Entitled “California’s Route 66: Hiding in Plain Sight” the exhibition was presented for the first time at an inaugural opening which we were fortunate to attend. Route 66 has enjoyed a romantic history from the time it opened in 1926 connecting Chicago with Los Angeles. Through the decades it has been the subject for movies, radio and TV series and song. It also played a major role as many people moved west especially during the time of the Great Depression.
Route 66 included 315 miles in California as it followed the Old Mojave Trail before ending at the corner of Lincoln and Olympic Boulevards in Santa Monica just blocks from where the Santa Monica History Museum exhibition is being shown.

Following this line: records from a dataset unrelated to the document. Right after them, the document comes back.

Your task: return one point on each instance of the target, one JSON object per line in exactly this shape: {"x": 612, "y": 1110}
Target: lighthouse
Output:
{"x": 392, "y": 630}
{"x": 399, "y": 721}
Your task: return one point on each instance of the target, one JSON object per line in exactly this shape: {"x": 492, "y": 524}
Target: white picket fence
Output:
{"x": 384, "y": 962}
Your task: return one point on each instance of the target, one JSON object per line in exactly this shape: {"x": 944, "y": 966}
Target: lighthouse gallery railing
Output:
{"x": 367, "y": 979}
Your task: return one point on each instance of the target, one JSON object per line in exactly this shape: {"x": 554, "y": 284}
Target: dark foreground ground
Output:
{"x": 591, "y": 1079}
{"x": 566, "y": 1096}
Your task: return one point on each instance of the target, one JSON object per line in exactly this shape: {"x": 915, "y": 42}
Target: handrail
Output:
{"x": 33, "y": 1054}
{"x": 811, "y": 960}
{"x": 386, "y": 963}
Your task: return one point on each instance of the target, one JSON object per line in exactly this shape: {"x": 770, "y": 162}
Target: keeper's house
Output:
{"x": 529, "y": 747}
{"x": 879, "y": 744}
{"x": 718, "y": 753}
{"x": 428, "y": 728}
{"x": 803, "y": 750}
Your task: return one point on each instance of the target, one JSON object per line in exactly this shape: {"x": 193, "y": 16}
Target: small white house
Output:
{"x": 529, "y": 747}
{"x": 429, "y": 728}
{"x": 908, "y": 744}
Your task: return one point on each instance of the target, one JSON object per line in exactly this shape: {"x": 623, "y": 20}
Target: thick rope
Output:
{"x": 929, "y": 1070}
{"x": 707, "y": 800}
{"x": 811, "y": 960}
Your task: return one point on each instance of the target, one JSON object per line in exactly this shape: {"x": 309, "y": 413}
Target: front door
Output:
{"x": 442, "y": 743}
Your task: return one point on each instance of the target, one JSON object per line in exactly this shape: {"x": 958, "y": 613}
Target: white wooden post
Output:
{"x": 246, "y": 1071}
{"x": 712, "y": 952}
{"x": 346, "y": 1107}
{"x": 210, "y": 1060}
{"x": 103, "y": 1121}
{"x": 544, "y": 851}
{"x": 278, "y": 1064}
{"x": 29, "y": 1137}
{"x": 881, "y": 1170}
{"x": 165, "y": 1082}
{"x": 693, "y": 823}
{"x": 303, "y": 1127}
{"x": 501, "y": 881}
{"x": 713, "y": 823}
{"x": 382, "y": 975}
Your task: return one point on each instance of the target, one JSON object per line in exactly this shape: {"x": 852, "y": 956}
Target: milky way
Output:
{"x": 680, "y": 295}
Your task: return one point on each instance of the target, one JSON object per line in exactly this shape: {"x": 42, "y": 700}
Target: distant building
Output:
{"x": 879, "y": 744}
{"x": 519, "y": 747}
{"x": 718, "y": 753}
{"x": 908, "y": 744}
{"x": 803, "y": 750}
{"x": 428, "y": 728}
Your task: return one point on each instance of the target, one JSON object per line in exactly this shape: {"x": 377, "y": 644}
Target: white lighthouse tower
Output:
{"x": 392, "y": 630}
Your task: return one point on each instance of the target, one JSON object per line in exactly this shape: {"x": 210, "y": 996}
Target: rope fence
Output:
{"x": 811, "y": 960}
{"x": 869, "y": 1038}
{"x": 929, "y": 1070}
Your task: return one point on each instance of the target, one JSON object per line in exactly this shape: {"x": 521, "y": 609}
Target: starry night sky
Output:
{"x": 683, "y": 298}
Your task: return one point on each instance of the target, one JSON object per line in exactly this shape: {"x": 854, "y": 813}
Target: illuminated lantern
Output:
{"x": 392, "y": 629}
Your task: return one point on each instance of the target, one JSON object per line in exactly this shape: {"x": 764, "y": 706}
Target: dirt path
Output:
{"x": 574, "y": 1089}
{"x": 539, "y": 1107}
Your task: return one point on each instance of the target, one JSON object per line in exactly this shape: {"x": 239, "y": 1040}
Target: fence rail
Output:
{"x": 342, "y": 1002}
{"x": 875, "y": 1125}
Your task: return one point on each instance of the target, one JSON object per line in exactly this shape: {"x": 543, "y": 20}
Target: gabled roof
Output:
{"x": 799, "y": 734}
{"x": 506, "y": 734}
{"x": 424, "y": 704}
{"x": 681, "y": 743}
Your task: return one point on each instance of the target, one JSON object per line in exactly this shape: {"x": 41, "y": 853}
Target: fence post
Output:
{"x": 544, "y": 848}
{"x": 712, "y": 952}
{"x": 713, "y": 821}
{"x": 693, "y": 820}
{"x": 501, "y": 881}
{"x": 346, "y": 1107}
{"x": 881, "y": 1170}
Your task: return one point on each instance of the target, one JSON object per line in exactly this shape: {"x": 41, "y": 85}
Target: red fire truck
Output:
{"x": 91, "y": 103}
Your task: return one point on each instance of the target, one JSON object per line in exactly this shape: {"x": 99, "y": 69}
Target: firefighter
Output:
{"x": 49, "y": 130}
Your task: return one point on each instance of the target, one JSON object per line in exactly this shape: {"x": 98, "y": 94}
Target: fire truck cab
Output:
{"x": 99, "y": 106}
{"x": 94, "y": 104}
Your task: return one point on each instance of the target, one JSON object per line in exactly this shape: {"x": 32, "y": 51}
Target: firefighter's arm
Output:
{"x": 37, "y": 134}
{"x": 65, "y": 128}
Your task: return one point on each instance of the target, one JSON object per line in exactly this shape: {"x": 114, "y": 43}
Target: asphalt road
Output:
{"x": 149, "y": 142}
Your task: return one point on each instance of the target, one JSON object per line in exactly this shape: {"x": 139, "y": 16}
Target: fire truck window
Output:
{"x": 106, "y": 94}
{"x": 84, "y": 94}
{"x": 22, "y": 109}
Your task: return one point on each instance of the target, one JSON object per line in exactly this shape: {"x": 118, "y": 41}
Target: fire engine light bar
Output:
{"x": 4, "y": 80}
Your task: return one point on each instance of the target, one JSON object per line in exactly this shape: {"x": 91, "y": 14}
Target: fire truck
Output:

The highway actually followed what before was an old trails track first used by Native Americans and Early Settlers. What it developed into was a destination itself with a host of roadside attractions which lured visitors to stop and experience.
All of this changed in 1985 when it was decommissioned as a federal highway with the creation of the Interstate Highway system. It is still possible to drive much of Route 66 but it is a byway now and what were once busy towns are now all but deserted.
To preserve what Route 66 meant for much of the 20th century the California Route 66 Historic Route Association exists to maintain its history and traditions
One exhibit brought back memories of the Burma Shave signs that at one time could be found on Route 66 and almost every other highway. Another of interest was the fact that Will Rogers was one of Route 66 most prominent supporters. In parts of Los Angeles the Route 66 route is used daily and without most commuters being aware of it.
The Santa Monica History Museum is located at 1350 7th Street, Santa Monica, Ca 90401, web www.santamonicahistory.org.